Python bindings for Web4 trust-native infrastructure
Project description
Web4-Core Python Bindings
Python bindings for the Web4 trust-native infrastructure core library, implemented in Rust via PyO3.
Installation
From source (requires Rust and maturin)
pip install maturin
cd web4-core/python
maturin develop
Building a wheel
maturin build --release
pip install target/wheels/*.whl
Usage
import web4_core
# 1. Create an LCT (in-memory primitive)
lct, keypair = web4_core.PyLct.new(web4_core.PyEntityType.Human, None)
# 2. Anchor to a ledger — LCTs are blockchain tokens, must be minted
ledger = web4_core.PyInMemoryLedger()
receipt = ledger.mint(lct)
print(f"Minted at index {receipt.entry_index}, hash {receipt.entry_hash[:16]}...")
# 3. Sign and verify
message = b"Hello, Web4!"
signature = keypair.sign(message)
assert lct.verify_signature(message, signature)
# 4. Generate proof of existence
proof = ledger.anchor(lct.id)
assert ledger.verify_proof(proof)
# 5. Trust tensor — 3 root dimensions, fractally extensible
trust = web4_core.PyT3()
trust.observe(web4_core.PyTrustDimension.Talent, 0.9)
trust.observe(web4_core.PyTrustDimension.Training, 0.85)
trust.observe(web4_core.PyTrustDimension.Temperament, 0.88)
print(f"Aggregate trust: {trust.aggregate():.3f}")
# Fractal sub-dimension observation
trust.observe_sub_dimension("rust_proficiency", web4_core.PyTrustDimension.Training, 0.92)
# 6. Value tensor — same pattern
value = web4_core.PyV3()
value.observe(web4_core.PyValueDimension.Valuation, 0.9)

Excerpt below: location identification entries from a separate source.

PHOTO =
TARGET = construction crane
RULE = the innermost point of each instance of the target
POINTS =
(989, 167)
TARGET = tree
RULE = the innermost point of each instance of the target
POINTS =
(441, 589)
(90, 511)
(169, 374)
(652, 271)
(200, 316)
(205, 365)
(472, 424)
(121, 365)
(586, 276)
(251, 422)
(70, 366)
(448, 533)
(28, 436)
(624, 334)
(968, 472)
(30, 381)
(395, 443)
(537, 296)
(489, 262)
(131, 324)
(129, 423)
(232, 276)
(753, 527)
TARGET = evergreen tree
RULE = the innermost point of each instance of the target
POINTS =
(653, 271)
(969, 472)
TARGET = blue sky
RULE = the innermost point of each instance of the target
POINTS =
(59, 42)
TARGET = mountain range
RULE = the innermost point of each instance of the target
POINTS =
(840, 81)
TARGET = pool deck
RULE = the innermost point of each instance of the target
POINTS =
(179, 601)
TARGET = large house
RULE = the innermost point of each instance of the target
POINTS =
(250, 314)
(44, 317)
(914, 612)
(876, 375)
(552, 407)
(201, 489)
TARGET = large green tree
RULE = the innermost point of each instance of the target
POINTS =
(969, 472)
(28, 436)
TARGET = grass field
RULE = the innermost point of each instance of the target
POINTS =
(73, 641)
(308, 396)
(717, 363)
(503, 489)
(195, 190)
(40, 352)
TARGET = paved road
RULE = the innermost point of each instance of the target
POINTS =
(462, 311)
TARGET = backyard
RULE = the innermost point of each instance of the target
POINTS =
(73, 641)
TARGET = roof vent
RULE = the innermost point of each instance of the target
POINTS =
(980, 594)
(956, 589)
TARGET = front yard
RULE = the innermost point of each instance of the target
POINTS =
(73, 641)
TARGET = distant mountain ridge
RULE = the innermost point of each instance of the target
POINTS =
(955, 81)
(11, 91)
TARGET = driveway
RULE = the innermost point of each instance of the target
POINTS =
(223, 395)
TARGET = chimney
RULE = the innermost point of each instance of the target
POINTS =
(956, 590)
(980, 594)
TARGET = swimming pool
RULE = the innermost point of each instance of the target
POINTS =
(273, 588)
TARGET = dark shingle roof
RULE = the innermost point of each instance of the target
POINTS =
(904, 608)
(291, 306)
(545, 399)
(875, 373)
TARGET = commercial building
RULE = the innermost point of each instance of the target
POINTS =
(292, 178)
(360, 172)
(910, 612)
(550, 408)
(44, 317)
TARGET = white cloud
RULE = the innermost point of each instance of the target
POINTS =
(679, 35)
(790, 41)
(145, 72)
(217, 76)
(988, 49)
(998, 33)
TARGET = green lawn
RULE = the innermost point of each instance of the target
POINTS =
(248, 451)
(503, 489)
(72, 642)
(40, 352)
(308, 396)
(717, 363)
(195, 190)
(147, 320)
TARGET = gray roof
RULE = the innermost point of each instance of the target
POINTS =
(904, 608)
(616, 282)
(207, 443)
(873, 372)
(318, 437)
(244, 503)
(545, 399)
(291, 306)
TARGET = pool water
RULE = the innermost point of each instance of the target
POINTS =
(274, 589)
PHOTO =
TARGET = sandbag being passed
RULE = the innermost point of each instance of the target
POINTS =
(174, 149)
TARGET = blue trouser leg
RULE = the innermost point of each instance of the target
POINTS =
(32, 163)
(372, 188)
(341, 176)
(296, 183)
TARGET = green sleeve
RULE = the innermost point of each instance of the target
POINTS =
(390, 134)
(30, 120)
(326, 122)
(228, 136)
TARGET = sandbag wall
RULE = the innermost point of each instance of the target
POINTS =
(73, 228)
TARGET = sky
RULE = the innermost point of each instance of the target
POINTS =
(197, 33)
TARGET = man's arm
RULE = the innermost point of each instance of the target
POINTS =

value.observe(web4_core.PyValueDimension.Veracity, 0.85)
value.observe(web4_core.PyValueDimension.Validity, 0.88)
# 7. Identity coherence (C × S × Φ × R)
coherence = web4_core.PyCoherence.with_values(0.8, 0.8, 0.7, 0.9)
print(f"Total coherence: {coherence.total():.3f}")
print(f"Limiting factor: {coherence.limiting_factor()}")
For persistence, swap PyInMemoryLedger for PyLocalLedger:
ledger = web4_core.PyLocalLedger.open("./team-ledger.jsonl")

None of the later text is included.